Une crispation au creux de l’estomac… un sentiment étrange et douloureux dans tous ses membres. Dans ses veines, elle sent son sang se glace, elle le sent, tandis que ses poumons semblent sur le point d’éclater, au contact de cet air brûlant !
Elle doit avancer, lutter, respirer lentement, s’arrêter de temps à autre, s’essuyer le visage et peut-être aussi les yeux, où de grosses larmes viennent lui embuer la vue.
Elle frissonne et cependant, n’en peut plus de cette chaleur qui la met au supplice ; d’instinct, elle ramène son fichu sur ses épaules, pour chasser le malaise qui l’envahit.
Des gouttes de sueur perlent doucement le long de ses joues, qu’elle essuie d’un geste las.
Comment avoir le courage de survivre à cet été qui s’annonce si lourd ? Elle est vide de tout désir, elle se sent prisonnière de cette main invisible qui tire les ficelles de sa vie, elle se sent marionnette battant des jambes dans une sorte de gigue qu’elle ne peut contrôler.
La vie lui est devenue si pesante, déchirante, elle la traîne tel un boulet, depuis quelque temps ; le malheur, tapi dans un coin, s’est subitement abattu sur la frêle créature qui n’a plus de force pour résister.
Elle qui aimait danser avance, désormais, à petits pas de vieille femme.
Allons ! encore un peu de courage.
Bientôt, elle arrivera au pied de ces grands arbres qui veillent depuis si longtemps au confort du passant ; elle pourra s’y arrêter et reprendre sa respiration, en s’attardant quelques instants sous les branches feuillues de ces vieux peupliers qui tremblotent au moindre courant d’air et qui portent si bien leur nom : riverains de longtemps, ces trembles dessinent sur le sol d’irréelles dentelures qui folâtrent entre les silhouettes étirées de leurs troncs. Mathilde, enfant, se plaisait à y voir des fantômes, s’amusant à imaginer une invraisemblable armée de géants immobiles qui auraient abandonné, quelque part dans l’air parfumé, toute velléité guerrière. Elle aimait sauter à cloche-pied sur ces formes virtuelles et sombres qui étalaient là, sur la route, leurs lignes tranquilles, familières, reposantes.

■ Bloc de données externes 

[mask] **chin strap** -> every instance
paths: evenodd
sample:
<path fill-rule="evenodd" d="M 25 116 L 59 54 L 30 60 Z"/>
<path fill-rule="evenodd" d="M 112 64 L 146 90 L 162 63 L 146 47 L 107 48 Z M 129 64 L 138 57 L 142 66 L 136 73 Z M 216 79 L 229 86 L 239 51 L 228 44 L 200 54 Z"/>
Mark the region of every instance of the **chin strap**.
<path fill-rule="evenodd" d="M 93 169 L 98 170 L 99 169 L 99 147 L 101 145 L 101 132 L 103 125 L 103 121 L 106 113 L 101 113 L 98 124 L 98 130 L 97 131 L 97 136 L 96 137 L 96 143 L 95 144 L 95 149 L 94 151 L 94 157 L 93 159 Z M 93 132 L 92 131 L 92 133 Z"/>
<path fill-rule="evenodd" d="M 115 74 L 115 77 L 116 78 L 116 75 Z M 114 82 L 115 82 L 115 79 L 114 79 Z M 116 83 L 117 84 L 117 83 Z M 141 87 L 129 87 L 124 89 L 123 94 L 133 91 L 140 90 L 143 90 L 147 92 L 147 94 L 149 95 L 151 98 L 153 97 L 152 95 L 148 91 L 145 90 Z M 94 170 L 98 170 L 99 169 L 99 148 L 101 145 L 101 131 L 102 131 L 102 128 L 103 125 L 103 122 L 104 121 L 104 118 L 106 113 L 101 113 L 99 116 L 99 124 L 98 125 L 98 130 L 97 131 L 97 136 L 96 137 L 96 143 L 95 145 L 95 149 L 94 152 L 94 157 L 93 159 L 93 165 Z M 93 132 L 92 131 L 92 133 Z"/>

À présent, la jeune femme s’engage dans la grande montée, ultime étape avant d’atteindre l’église du village.
Au loin, le battant de la cloche de Chartres s’est immobilisé, comme en signe de silence respectueux devant son chagrin.
Tout est redevenu calme, seul résonne toujours le bruit de ses pas sur le sol.
La femme, tel un automate, gravit la côte, à demi courbée dans son univers de grisaille, insensible au charme de ce paysage qu’elle ne voit même plus, sous ses paupières gonflées de pleurs. La douleur de son âme la rend aveugle.
 
Pauvre, pauvre femme, jeune « veuve » de son enfant mort il y a quelques jours à peine, dans une tragédie de fièvre, de vomissements, de spasmes, de délire !
L’interminable route qui grimpe surplombe maintenant les étendues de blés encore verts, pour terminer enfin sa course dans un jardin très calme aux allures monastiques. Personne, dans ce lieu de retraite sinistrement silencieux, seul un chat au pelage sale s’en vient ronronner en se frottant contre les jambes de la visiteuse. C’est l’heure méridienne qui distille une odeur de sommeil tandis qu’elle avance, secouée de sanglots.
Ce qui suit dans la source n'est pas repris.